# exhaust flu temps



## pellet9999 (Dec 8, 2008)

For an installer.............
if someone wanted to put a micro thermocouple on the outer  tube of a direct vent system for a gas stove..
A simple one that measures temp by the voltage difference....  what kind would you buy and where, the smallest cheapest accurate one...
and could you just stick it on with a little silicone..???? and run the wire out where you could plug it into a handheld multi tester..
thanks


----------



## jtp10181 (Dec 8, 2008)

uhhh... why?

Yes you could stick it on with silicone. You would want something that can handle up to 500F. I have no idea what to use exactly since this is not a normal thing I have heard of anyone doing.


----------



## pellet9999 (Dec 9, 2008)

so youve never heard of someone wanting to know how hot the pipe is getting so it doesnt burn the house down and kill everyone in it..????


----------



## R&D Guy (Dec 9, 2008)

pellet9999 said:
			
		

> so youve never heard of someone wanting to know how hot the pipe is getting so it doesnt burn the house down and kill everyone in it..????



LOL!! Hey man, you should have an installer come out. Get one that's licensed and bonded and tell your insurance you installed a Quad. If you're going to attach the thermocouple to the outer pipe, then use metal tape because silicone will insulate the thermocouple.
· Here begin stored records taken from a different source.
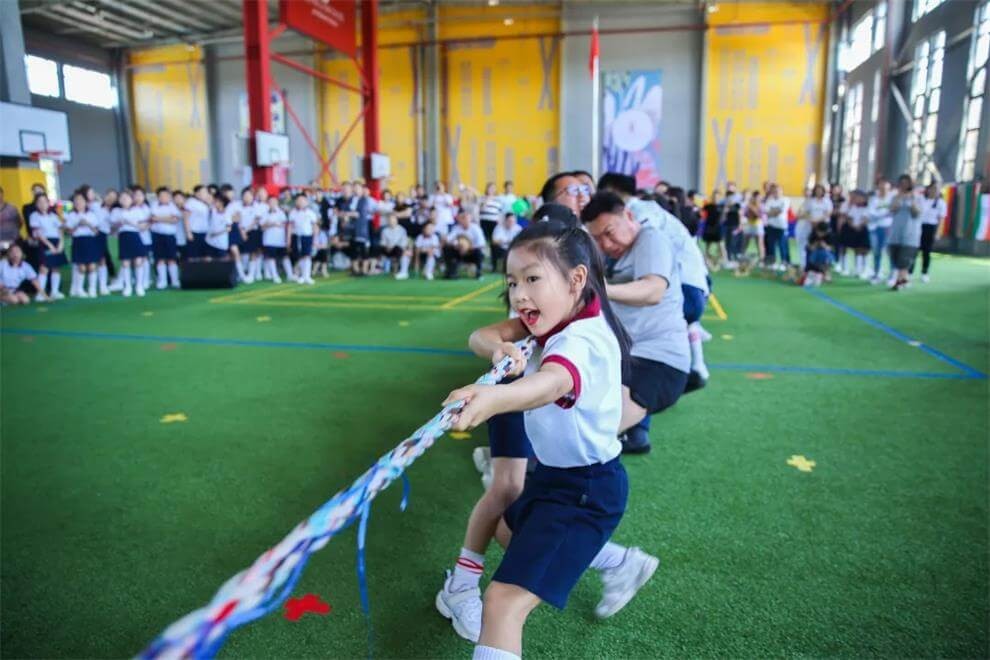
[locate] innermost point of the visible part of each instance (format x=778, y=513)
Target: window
x=922, y=7
x=88, y=87
x=42, y=75
x=852, y=121
x=856, y=51
x=926, y=91
x=976, y=79
x=879, y=26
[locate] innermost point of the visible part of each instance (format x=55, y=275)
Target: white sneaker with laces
x=624, y=581
x=463, y=608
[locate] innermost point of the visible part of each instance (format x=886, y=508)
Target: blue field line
x=371, y=348
x=897, y=334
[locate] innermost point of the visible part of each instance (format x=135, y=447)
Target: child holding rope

If you're going to install it to the inner flue then silicone won't due. You're going to want to use a ceramic insulated thermocouple wire rated for 1200° F and screw the lead to the pipe. That will give you the flue pipe temp.

The problem I think you're going to run into is that you have no idea what pipe temps are safe right? So when you look at the reader and it says 750° and you're tearing the wall apart with a crow bar in one hand and a running garden hose in the other, only to find everything is ok I think you'll wish you just had a pro install it.
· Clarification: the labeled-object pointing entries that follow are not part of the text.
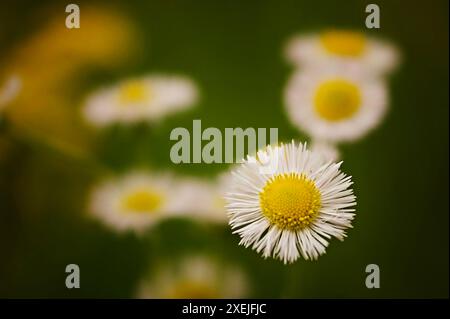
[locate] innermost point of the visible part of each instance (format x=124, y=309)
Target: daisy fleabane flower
x=348, y=47
x=194, y=277
x=295, y=209
x=146, y=98
x=136, y=201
If you're dead set on getting temps inside your thimble then you need to attach it to the wood. Then you have actual temp limits you can use to judge if there is a problem.

You can buy all this at Omega.com

www.omega.com

BTW did you ever call jtp10181? Sounds like he can help you over the phone.


----------



## jtp10181 (Dec 9, 2008)

pellet9999 said:
			
		

> so youve never heard of someone wanting to know how hot the pipe is getting so it doesnt burn the house down and kill everyone in it..????
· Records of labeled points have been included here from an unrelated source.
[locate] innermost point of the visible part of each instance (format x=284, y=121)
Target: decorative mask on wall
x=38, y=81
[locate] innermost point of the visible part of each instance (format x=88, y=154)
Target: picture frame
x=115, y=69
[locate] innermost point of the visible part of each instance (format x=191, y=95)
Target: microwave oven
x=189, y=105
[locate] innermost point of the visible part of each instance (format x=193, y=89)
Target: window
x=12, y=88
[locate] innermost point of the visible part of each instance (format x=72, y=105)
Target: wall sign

No... because everything we install is tested and listed with UL with specific clearances and we install everything to the tested specs.

RD, no he did not take up my offer, thanks for reminding me who this is.


----------



## DAKSY (Dec 9, 2008)

pellet9999 said:
			
		

> so youve never heard of someone wanting to know how hot the pipe is getting so it doesnt burn the house down and kill everyone in it..????



I've been in this business for 8+ years as a service tech, installer & now on the sales floor. Never heard of anybody burning their house down because of a properly installed DV system. If it's installed to the specs it's tested for, there's no issue. 
Case closed...


----------



## R&D Guy (Dec 10, 2008)

if the exhaust temp of the exhausting pipe is below 212F, u have possible condensation to deal with. gas produces much water when burnt...good luck.[/quote]

If you do a dew point calculation of the flue gasses you'll find that your flue temps can be much lower. BTW - stainless steel inner flue pipe is exempt from that test, and on aluminum pipe I believe its actually around 180° after 18 minutes.  I'd have to look it up.


----------